A subsidiary of Beijing-based automaker BAIC Group, listed as BAIC ORV, has officially submitted applications to regulatory authorities seeking approval for the production of two electric vehicles (EVs) under the Xiaomi brand, according to information disclosed on China's Ministry of Industry and Information Technology (MIIT) website today.
The move marks Xiaomi's strategic expansion into the highly competitive electric vehicle market, adding a new dimension to the challenges faced by China, the world's largest auto market, characterized by overcapacity and slowing demand, resulting in a fierce price war impacting supplier margins.
BAIC ORV's proposal outlines plans to manufacture two variants of the Xiaomi-branded model in Beijing. The first, named SU7, will feature BYD's lithium iron phosphate batteries and boast a top speed of 210 kilometers per hour (kph). The second variant, SU7 Max, will incorporate CATL's nickel- and cobalt-based lithium batteries, offering a higher speed of up to 265 kph. Both models prominently showcase the “MI” logo on the front and carry the “Xiaomi” name on the rear, as depicted in images published on the MIIT website.

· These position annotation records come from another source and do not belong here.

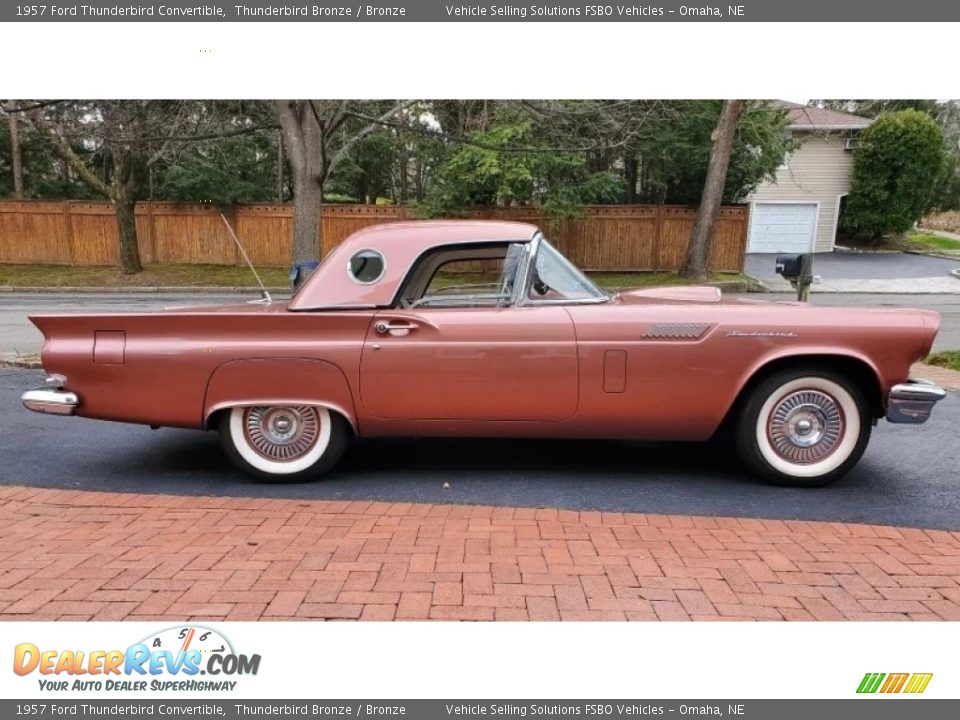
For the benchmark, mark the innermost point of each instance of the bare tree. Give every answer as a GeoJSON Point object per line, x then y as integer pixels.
{"type": "Point", "coordinates": [317, 136]}
{"type": "Point", "coordinates": [698, 252]}
{"type": "Point", "coordinates": [129, 137]}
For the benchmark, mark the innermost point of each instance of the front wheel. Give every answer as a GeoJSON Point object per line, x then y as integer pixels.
{"type": "Point", "coordinates": [804, 428]}
{"type": "Point", "coordinates": [283, 443]}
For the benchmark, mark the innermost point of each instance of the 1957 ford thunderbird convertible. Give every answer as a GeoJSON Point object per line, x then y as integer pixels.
{"type": "Point", "coordinates": [391, 336]}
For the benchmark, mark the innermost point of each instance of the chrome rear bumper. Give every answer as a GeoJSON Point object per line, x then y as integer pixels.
{"type": "Point", "coordinates": [51, 400]}
{"type": "Point", "coordinates": [913, 401]}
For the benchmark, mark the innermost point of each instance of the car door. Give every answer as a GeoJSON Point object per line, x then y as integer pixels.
{"type": "Point", "coordinates": [487, 363]}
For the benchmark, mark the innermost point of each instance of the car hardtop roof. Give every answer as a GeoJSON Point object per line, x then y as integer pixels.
{"type": "Point", "coordinates": [432, 231]}
{"type": "Point", "coordinates": [400, 243]}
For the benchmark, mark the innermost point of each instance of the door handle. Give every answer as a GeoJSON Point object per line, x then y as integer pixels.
{"type": "Point", "coordinates": [383, 327]}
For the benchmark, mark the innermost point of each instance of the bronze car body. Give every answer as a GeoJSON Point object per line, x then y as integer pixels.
{"type": "Point", "coordinates": [373, 345]}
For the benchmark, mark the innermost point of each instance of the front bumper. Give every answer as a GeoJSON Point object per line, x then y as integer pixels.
{"type": "Point", "coordinates": [913, 401]}
{"type": "Point", "coordinates": [51, 400]}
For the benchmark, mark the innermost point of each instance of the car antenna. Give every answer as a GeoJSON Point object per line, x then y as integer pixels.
{"type": "Point", "coordinates": [264, 295]}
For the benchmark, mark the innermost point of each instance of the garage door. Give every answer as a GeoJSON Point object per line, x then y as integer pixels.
{"type": "Point", "coordinates": [782, 227]}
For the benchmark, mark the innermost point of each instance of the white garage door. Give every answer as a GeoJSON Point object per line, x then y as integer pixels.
{"type": "Point", "coordinates": [782, 227]}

Despite Xiaomi having established a production plant in Beijing with a capacity of 200,000 EVs per year, the filing indicates that BAIC will serve as the manufacturer for these two models. The new EVs are slated to be produced at a facility sharing the same address as Xiaomi's plant, as reported by China Business News.
Xiaomi has already signaled its entry into the electric vehicle sector by listing various job openings related to auto sales, including positions for new energy vehicle sales managers and Xiaomi car showroom managers in Beijing and Shanghai, according to reports from business publication STAR Market Daily.
As of the time of reporting, both BAIC and Xiaomi have not provided immediate responses to requests for comments on the EV applications.
This development follows Reuters' earlier report in August, revealing that China's state planner granted approval to Xiaomi for electric vehicle production, pending clearance from the MIIT, which assesses new automakers and models for technical and safety compliance.
While the MIIT regularly releases lists of aspiring auto manufacturers seeking approvals, Xiaomi was notably absent from the latest list published on Wednesday. Xiaomi President Lu Weibing had indicated in late August that the company's progress in EV manufacturing was ahead of schedule. Xiaomi's revenue for the second quarter had experienced a 4% decline year-on-year amid a contraction in China's smartphone market.
The automotive industry in China is currently grappling with overcapacity and an escalating price war involving over 40 brands, significantly impacting the profit margins of the supply chain. Notably, Tesla Inc is still awaiting regulatory clearance for its Shanghai plant expansion plan, and Lucid Group has been advised of the low likelihood of approval for its made-in-China cars.